La dématérialisation ne peut être imposée aux usagers et usagères du service public : le Conseil d’Etat l’avait affirmé sans ambiguïté dans une décision du 27 novembre 2019. Mais un grand nombre de préfectures, à l’instar de la Seine-Maritime, ont choisi de tout simplement ignorer cette jurisprudence.
En Seine-Maritime comme ailleurs, les personnes étrangères qui demandent un titre de séjour sont confrontées à une profonde maltraitance institutionnelle : refus d’instruction des dossiers, conditions de régularisation ubuesques et, depuis le mois de mars 2020, dématérialisation de la plupart de leurs démarches administratives. En pratique, cette dématérialisation imposée a avant tout pour effet de priver les personnes de leurs droits en les gardant à distance de l’administration.

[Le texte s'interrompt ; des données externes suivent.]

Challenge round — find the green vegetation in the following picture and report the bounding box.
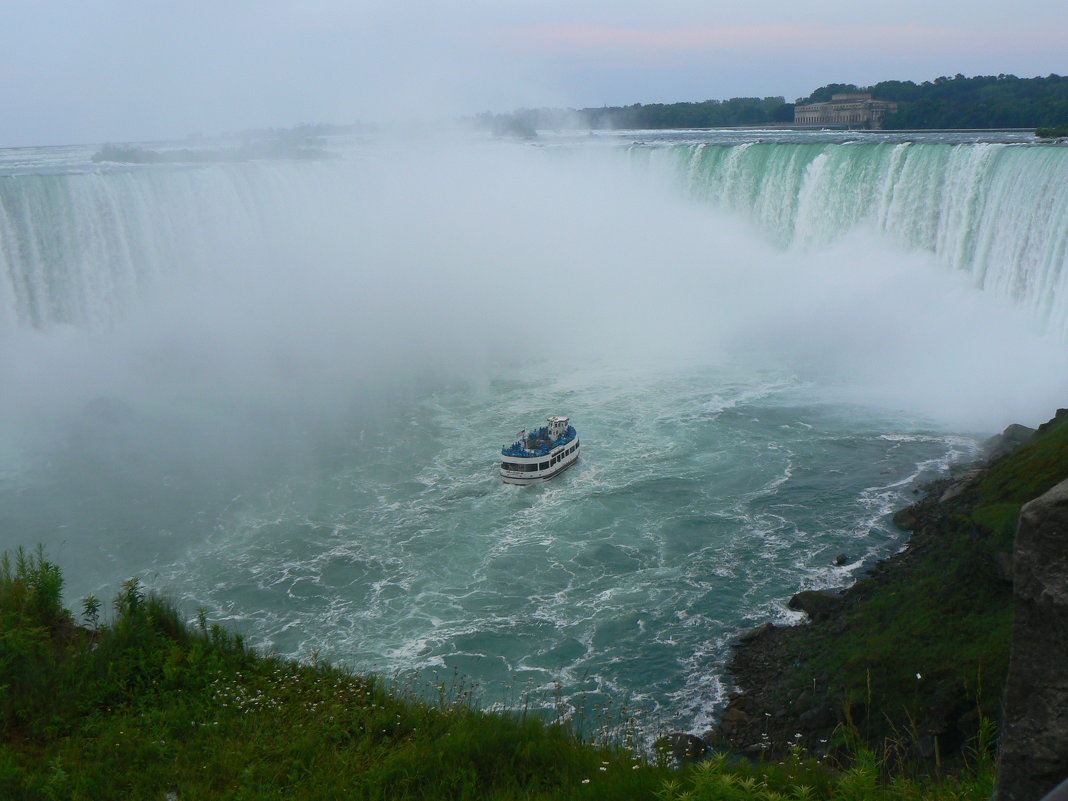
[783,413,1068,761]
[1035,124,1068,139]
[475,75,1068,130]
[0,549,993,801]
[798,74,1068,129]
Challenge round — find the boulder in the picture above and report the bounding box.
[894,506,920,531]
[994,481,1068,801]
[787,590,842,621]
[738,623,775,643]
[720,706,749,736]
[938,470,983,503]
[983,423,1035,458]
[663,732,708,761]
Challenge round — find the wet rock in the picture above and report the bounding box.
[938,470,983,503]
[798,707,836,729]
[787,590,842,621]
[720,707,750,735]
[738,623,774,643]
[994,481,1068,801]
[983,423,1035,459]
[893,506,920,531]
[663,732,708,761]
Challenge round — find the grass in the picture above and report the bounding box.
[0,549,993,801]
[773,415,1068,761]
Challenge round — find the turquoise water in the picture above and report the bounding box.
[0,135,1068,733]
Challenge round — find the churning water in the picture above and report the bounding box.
[0,134,1068,731]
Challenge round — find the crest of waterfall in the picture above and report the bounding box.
[0,141,1068,339]
[634,142,1068,339]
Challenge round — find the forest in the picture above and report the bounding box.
[475,74,1068,137]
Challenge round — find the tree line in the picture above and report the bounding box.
[475,74,1068,137]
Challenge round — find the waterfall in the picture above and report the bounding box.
[634,142,1068,339]
[0,141,1068,339]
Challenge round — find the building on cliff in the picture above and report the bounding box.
[794,93,897,128]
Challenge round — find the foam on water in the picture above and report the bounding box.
[119,366,974,731]
[0,134,1068,732]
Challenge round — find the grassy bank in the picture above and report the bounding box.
[721,413,1068,767]
[0,542,992,801]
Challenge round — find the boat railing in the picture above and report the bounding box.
[501,425,578,458]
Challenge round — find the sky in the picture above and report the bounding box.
[0,0,1068,146]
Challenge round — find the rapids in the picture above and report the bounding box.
[0,132,1068,734]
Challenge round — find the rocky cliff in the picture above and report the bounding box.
[707,410,1068,786]
[994,481,1068,801]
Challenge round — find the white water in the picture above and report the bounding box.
[0,133,1068,729]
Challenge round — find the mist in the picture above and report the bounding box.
[0,137,1068,454]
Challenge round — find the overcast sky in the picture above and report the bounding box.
[0,0,1068,146]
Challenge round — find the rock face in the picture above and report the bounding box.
[994,481,1068,801]
[786,590,842,621]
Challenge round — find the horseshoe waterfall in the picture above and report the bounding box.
[0,132,1068,732]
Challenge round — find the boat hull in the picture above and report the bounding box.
[501,438,579,485]
[501,451,579,485]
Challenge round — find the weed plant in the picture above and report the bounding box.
[0,549,992,801]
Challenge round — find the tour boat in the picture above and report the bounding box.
[501,414,579,484]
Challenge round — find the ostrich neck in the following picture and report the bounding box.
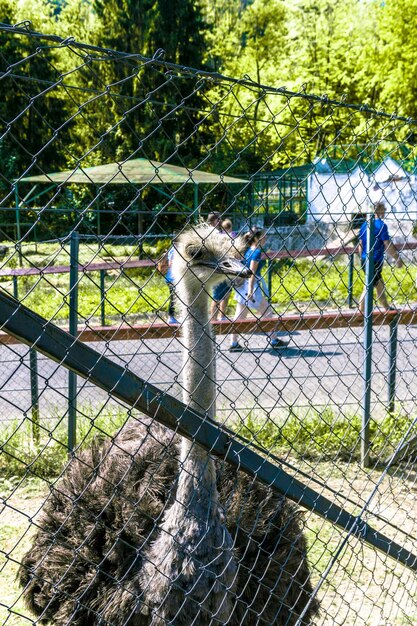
[177,287,217,504]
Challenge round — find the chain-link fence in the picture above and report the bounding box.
[0,24,417,626]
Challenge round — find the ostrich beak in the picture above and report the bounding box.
[204,257,252,278]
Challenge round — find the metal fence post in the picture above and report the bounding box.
[100,270,106,326]
[68,232,79,452]
[12,274,19,300]
[361,215,375,467]
[348,252,355,309]
[29,348,40,445]
[388,315,399,413]
[14,183,23,267]
[266,259,274,304]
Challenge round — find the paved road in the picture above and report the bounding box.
[0,326,417,421]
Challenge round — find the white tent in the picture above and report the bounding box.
[307,157,417,231]
[307,166,370,222]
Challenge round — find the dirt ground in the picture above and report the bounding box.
[0,462,417,626]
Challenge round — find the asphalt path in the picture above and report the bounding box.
[0,326,417,422]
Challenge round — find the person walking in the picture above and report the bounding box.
[157,242,179,324]
[229,227,288,352]
[210,219,236,321]
[359,201,403,313]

Le jugement rendu par le tribunal administratif de Rouen est, en France, le premier coup d’arrêt directement porté à une préfecture en matière de dématérialisation des demandes de titre de séjour. Le tribunal retient en effet que la réglementation n’autorise aucune dématérialisation des démarches menées en vue de l’obtention d’un titre de séjour :
Les dispositions du Ceseda « font obstacle à ce que le préfet (…) prescrive que le dépôt des demandes de titre de séjour concernés soit effectué par tout autre procédé et notamment numérique » et de manière plus générale, « les démarches en matière de demandes de titre de séjour ont été exclues du champ d’application de la mise en œuvre des téléservices ».

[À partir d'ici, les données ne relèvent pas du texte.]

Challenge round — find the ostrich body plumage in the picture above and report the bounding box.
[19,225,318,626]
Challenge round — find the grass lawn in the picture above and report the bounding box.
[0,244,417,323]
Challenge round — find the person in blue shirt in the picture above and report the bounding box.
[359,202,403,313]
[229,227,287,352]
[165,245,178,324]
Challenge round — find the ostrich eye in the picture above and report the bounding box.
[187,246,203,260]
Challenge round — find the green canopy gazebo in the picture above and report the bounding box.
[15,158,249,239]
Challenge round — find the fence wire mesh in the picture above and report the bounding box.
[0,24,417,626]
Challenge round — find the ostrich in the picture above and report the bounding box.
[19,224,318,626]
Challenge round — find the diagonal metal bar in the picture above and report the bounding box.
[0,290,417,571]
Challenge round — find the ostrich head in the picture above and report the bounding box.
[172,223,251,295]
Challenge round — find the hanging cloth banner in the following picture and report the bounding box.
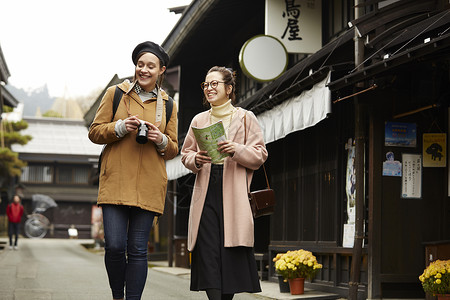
[256,72,331,144]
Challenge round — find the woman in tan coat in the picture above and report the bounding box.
[181,67,267,300]
[89,42,178,300]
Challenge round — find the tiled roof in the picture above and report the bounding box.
[12,118,102,156]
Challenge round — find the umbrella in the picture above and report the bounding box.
[31,194,58,212]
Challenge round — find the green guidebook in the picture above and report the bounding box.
[192,121,228,164]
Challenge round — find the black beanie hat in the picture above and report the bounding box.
[131,41,169,67]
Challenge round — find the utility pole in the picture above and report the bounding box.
[348,0,366,300]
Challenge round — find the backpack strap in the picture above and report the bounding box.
[166,96,173,126]
[111,85,123,122]
[111,86,173,126]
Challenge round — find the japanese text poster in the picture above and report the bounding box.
[402,153,422,198]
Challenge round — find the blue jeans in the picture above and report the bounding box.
[102,205,155,300]
[8,222,20,246]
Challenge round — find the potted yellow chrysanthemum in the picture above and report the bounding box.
[419,260,450,299]
[273,249,322,295]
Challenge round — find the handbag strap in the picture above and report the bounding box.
[244,113,270,193]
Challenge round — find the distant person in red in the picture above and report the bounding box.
[6,195,23,250]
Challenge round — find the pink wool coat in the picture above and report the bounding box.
[181,108,267,251]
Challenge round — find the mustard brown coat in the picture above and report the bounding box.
[89,80,178,214]
[181,108,268,251]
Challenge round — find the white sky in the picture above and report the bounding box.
[0,0,191,97]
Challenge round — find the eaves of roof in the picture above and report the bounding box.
[328,32,450,91]
[161,0,218,57]
[239,29,354,113]
[0,47,11,83]
[0,85,19,107]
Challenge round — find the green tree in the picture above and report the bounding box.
[0,107,32,181]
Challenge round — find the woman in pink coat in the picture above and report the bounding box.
[181,67,267,300]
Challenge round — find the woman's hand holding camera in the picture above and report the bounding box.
[145,121,163,145]
[125,115,141,132]
[125,115,163,145]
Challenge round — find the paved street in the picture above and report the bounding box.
[0,238,333,300]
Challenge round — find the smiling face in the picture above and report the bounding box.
[203,72,233,106]
[135,52,166,92]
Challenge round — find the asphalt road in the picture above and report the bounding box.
[0,238,267,300]
[0,237,337,300]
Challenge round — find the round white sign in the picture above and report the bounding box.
[239,35,288,82]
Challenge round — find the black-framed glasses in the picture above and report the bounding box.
[200,80,225,90]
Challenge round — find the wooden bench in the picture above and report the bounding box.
[255,253,269,280]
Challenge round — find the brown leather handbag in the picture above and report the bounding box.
[244,111,275,218]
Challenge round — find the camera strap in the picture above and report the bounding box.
[155,87,163,127]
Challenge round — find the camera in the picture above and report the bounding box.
[136,121,148,144]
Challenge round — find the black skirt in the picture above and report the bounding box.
[191,164,261,294]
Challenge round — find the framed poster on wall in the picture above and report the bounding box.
[384,122,417,148]
[401,153,422,199]
[422,133,447,168]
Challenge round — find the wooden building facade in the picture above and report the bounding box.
[163,0,450,299]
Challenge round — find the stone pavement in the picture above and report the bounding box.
[0,238,338,300]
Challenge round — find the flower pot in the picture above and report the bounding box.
[277,276,290,293]
[289,278,305,295]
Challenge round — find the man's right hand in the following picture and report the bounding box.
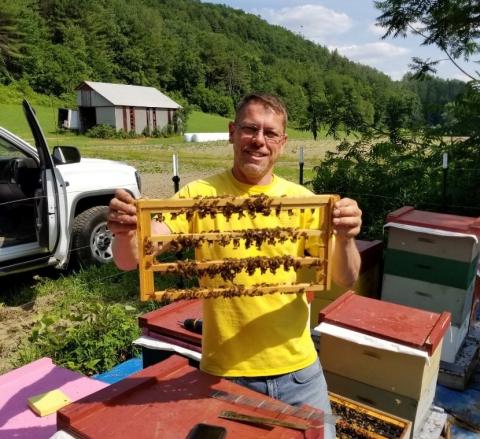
[107,189,137,235]
[107,189,138,270]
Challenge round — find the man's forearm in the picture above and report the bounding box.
[112,230,138,271]
[332,237,361,288]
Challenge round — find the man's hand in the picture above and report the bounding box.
[333,198,362,239]
[107,189,137,235]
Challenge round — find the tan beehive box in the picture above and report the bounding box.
[315,292,450,431]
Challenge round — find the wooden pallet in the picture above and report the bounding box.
[136,195,339,301]
[438,327,480,390]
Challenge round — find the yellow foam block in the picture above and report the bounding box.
[28,389,72,416]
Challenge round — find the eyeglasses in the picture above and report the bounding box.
[236,124,285,143]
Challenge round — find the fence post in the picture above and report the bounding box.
[442,152,448,211]
[172,153,180,194]
[298,146,304,186]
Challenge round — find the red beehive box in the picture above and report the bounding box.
[138,299,202,368]
[306,239,383,328]
[316,291,450,431]
[57,356,323,439]
[387,206,480,236]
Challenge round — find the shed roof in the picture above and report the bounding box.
[77,81,182,108]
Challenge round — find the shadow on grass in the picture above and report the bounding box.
[0,267,62,307]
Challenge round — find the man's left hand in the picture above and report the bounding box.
[333,198,362,239]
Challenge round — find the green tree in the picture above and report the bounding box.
[375,0,480,80]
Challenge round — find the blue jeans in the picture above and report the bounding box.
[228,360,335,439]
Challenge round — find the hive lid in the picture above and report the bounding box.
[57,355,323,439]
[387,206,480,236]
[319,291,450,355]
[138,299,202,346]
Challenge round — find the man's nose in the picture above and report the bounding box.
[252,130,266,146]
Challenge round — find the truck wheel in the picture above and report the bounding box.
[72,206,112,266]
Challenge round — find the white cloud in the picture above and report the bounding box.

Par cette décision, le tribunal administratif de Rouen sanctionne la préfecture de Seine-Maritime. Et bien au-delà, il affirme qu’aucune démarche dématérialisée ne peut aujourd’hui être imposée, ni même proposée, en matière de droit au séjour. Aux termes de cette décision, c’est bien l’ensemble des modules de prise de rendez-vous par Internet pour demander un titre de séjour et l’ensemble des modules de dépôt en ligne des demandes, qui sont entachés d’illégalité.

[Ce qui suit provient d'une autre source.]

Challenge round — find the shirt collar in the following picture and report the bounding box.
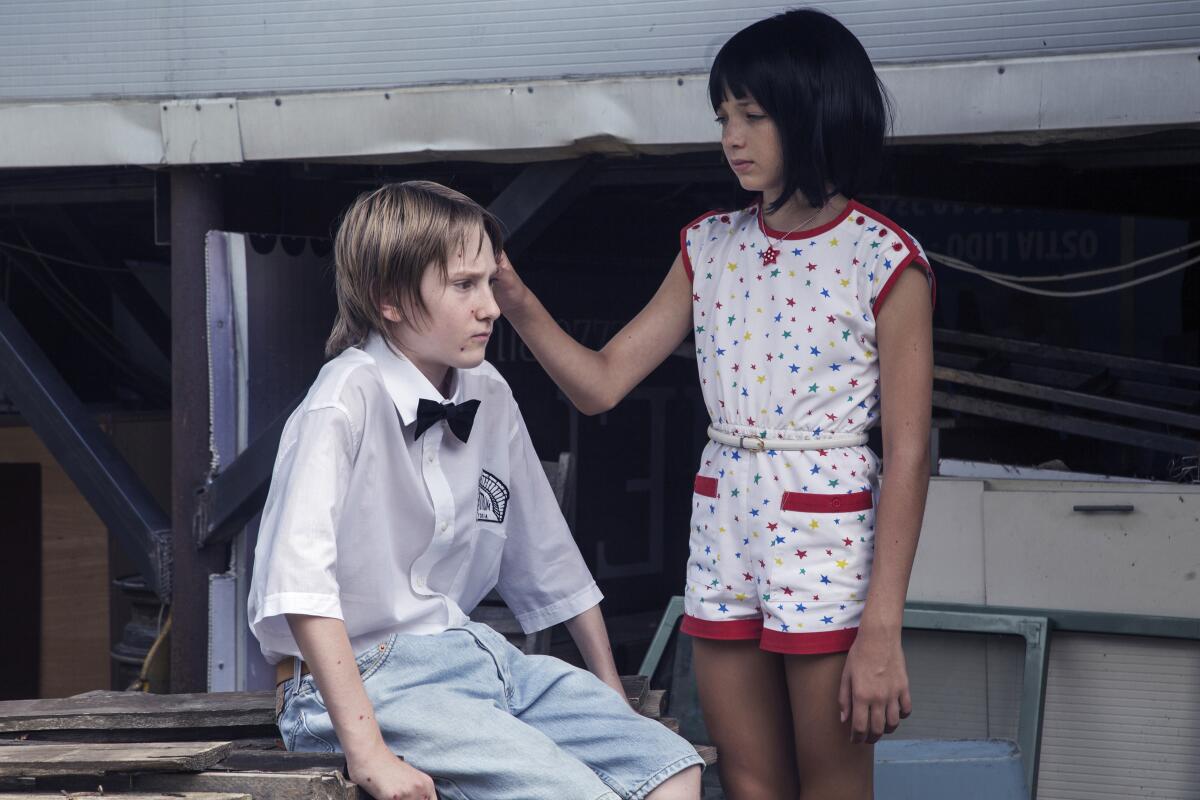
[362,333,462,426]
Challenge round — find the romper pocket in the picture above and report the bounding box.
[779,489,875,513]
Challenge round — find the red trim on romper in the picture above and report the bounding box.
[851,200,937,317]
[777,491,872,513]
[679,614,763,640]
[679,211,728,283]
[757,196,858,240]
[760,627,858,656]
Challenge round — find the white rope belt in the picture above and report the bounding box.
[708,426,866,452]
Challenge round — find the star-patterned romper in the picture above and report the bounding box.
[680,201,932,654]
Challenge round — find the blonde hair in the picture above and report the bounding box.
[325,181,504,357]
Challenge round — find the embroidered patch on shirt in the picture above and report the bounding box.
[475,469,509,522]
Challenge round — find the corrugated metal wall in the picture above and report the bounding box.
[0,0,1200,101]
[896,631,1200,800]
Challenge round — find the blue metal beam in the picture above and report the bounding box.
[0,297,172,602]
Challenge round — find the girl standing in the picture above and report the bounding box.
[497,10,932,800]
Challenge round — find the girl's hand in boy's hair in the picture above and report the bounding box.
[838,628,912,744]
[347,746,438,800]
[492,253,529,317]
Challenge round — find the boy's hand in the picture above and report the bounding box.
[346,747,438,800]
[492,253,529,315]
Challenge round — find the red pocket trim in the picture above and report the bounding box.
[779,491,874,513]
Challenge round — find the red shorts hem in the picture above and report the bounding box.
[679,614,763,639]
[761,627,858,656]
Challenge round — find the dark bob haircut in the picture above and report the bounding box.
[708,8,889,211]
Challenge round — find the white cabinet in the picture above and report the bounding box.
[908,479,1200,616]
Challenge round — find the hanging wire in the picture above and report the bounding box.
[928,240,1200,297]
[0,234,130,275]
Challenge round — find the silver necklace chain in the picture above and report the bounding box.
[758,205,824,266]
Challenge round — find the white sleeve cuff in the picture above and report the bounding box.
[516,581,604,634]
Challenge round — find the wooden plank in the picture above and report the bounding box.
[0,790,253,800]
[0,741,233,776]
[620,675,650,711]
[133,770,370,800]
[0,692,275,733]
[638,688,667,720]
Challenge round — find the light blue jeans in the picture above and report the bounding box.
[278,622,702,800]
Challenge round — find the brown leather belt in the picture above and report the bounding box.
[275,656,310,686]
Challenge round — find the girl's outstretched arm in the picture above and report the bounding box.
[494,255,691,415]
[839,267,934,742]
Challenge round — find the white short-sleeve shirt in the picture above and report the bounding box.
[248,336,601,662]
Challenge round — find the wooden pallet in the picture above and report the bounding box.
[0,676,716,800]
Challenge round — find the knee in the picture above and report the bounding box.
[646,766,700,800]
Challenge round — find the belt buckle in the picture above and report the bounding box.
[738,437,767,452]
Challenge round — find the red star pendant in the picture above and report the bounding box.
[758,245,779,266]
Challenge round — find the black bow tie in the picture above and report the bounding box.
[413,399,479,441]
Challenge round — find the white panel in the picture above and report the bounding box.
[895,631,1200,800]
[0,102,163,167]
[0,0,1200,100]
[208,575,238,692]
[908,477,985,603]
[0,47,1200,167]
[1038,633,1200,800]
[983,481,1200,616]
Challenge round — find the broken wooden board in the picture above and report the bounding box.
[637,688,667,720]
[133,770,360,800]
[0,741,233,777]
[0,692,275,733]
[620,675,650,711]
[695,745,716,766]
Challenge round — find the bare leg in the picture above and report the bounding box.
[692,638,801,800]
[786,652,875,800]
[646,766,700,800]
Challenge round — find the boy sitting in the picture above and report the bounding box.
[248,181,701,800]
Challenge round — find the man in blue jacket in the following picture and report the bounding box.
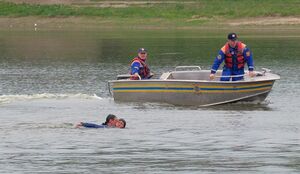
[209,33,255,81]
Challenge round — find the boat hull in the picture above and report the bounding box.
[110,80,275,106]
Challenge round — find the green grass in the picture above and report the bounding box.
[0,0,300,19]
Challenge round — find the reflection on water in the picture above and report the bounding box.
[0,31,300,173]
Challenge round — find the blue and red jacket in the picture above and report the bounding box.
[130,57,150,80]
[211,42,254,74]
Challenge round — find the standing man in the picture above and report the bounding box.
[209,33,255,81]
[130,48,151,80]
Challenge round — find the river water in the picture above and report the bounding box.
[0,30,300,174]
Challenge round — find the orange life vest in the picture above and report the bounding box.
[221,42,246,69]
[131,57,150,79]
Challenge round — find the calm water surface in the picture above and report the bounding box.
[0,31,300,173]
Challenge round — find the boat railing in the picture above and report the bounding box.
[215,68,271,78]
[117,74,142,80]
[175,66,201,71]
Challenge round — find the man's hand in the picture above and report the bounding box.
[209,73,215,80]
[75,122,82,128]
[248,71,256,77]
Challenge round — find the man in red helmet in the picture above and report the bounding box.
[209,33,255,81]
[130,48,151,80]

Les organisations requérantes (La Cimade, le Gisti, la Ligue des droits de l’Homme et le Syndicat des avocats de France) et les organisations locales de soutien aux personnes étrangères se félicitent de cette décision essentielle et appellent les pouvoirs publics à cesser, partout en France, d’imposer la dématérialisation des démarches administratives, notamment pour les personnes étrangères. Un accueil physique doit toujours être maintenu et les préfectures doivent être dotées de moyens suffisants pour répondre aux besoins des usagers et usagères.